As we walked along the path beside Utah beach, I couldn’t help but imagine the troops fighting there, and those troops transformed into my friends. Not some nameless face charging up the beach and fighting his way through the crashing surf, but my brothers, my best friends. So when we turned that corner around a few tall hedges and the view opened up to thousands upon thousands of crosses, I found myself choking up and gasping for air. And as I walked along the rows, reading each name and each man’s home town, I couldn’t help but seeing, for a flash, a name I knew engraved into the white stone.

That is when I realized the difference between seeing a monument and reading about it… between knowledge and emotion. Knowing boys who are exactly like “the boys” made this memorial hit much closer to home for me. The moment when I turned the corner and saw the whole landscape, dotted with those little white reminders of each person who gave his life, will remain the most emotionally profound and impactful moment of this trip.Image


One long day…

I can now say that I have figured out how to survive in Paris’s Metro and train network. After going back and forth a few times, between delayed trains and visiting the restoration lab and returning the Piette pebble, we were on our feet quite a bit. We took a train out to le Chateau de Saint Germain, home of le Musee D’Archeologie National (le MAN). We spent the whole day in Saint Germain, exploring many of the rooms and galleries in the old castle. However, after our visit to the restoration labs, exhausted, one of the curators told us we had one more place to visit. Some very tired looks were passed around, but we begrudgingly agreed. And after passing through a long gallery, two ropes, climbing 5 flights of stone steps, and through a locked blue door, we came out onto the roof of the chateau to an incredible view of the city. Let’s just say it was worth the walk.
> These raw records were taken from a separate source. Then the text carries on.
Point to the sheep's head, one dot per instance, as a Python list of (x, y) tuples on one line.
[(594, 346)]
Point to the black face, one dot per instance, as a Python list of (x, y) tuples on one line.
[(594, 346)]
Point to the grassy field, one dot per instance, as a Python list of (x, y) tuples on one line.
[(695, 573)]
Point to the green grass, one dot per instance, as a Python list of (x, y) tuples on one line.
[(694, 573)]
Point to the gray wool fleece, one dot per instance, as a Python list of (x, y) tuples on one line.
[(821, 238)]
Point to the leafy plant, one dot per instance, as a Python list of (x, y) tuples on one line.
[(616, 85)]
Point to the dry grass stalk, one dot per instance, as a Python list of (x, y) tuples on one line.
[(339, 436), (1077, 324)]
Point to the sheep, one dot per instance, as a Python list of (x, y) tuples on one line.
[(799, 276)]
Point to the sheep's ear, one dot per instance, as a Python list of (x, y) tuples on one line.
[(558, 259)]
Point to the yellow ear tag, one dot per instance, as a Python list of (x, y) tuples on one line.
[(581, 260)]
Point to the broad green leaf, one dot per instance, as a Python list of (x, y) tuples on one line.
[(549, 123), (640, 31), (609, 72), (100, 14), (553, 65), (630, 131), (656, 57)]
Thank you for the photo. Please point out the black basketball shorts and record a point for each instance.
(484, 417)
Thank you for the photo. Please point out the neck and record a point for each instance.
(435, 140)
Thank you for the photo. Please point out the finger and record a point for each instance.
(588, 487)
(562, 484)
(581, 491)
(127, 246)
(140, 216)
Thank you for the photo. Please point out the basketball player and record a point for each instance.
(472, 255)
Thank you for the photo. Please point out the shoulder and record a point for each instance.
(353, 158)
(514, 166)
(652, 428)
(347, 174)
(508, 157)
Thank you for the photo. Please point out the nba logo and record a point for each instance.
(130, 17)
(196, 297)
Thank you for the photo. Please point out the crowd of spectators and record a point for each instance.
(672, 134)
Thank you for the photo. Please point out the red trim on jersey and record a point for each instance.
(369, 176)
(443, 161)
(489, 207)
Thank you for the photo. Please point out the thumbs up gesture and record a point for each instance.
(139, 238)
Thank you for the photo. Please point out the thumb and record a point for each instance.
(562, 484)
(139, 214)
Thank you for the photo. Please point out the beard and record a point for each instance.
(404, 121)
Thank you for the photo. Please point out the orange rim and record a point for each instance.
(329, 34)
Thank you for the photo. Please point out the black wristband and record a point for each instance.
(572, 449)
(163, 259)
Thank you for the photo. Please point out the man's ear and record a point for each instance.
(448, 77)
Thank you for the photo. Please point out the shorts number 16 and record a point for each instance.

I first heard about the Piette program in the closing weeks of fall term. It was a particularly hot Friday, seventh period. I sat in Dr. Blunt’s history 200 class as the horribly configured Sam Phil heating network was continuously blasting hot air into the already sticky room, making all of us forget about the advancing winter… But as soon as he pulled out the poster I couldn’t believe what an amazing opportunity this was… I knew, no matter what the outcome, I had to try and apply. Remarkable chances such as this do not present themselves very often, and looking around the room between one kid falling asleep and another not-so-stealthily packing up his bag, I saw Ashley and Michaela light up as much as I did. The more information I got about the trip, the more excited I became, and with such a great group of both students and teachers, this is going to be an unforgettable experience.

I am going to be documenting the adventures we have through a series of photos and poems, two of my favorite things, and cannot wait to get started. With such a busy year, I have not gotten to write as much as I would like to, so I am extremely excited to get back at it again. I have traveled to a few different cities in Europe and found each one more inspiring than the last, with amazing people, art and food. I’m ready to start exploring a new place!!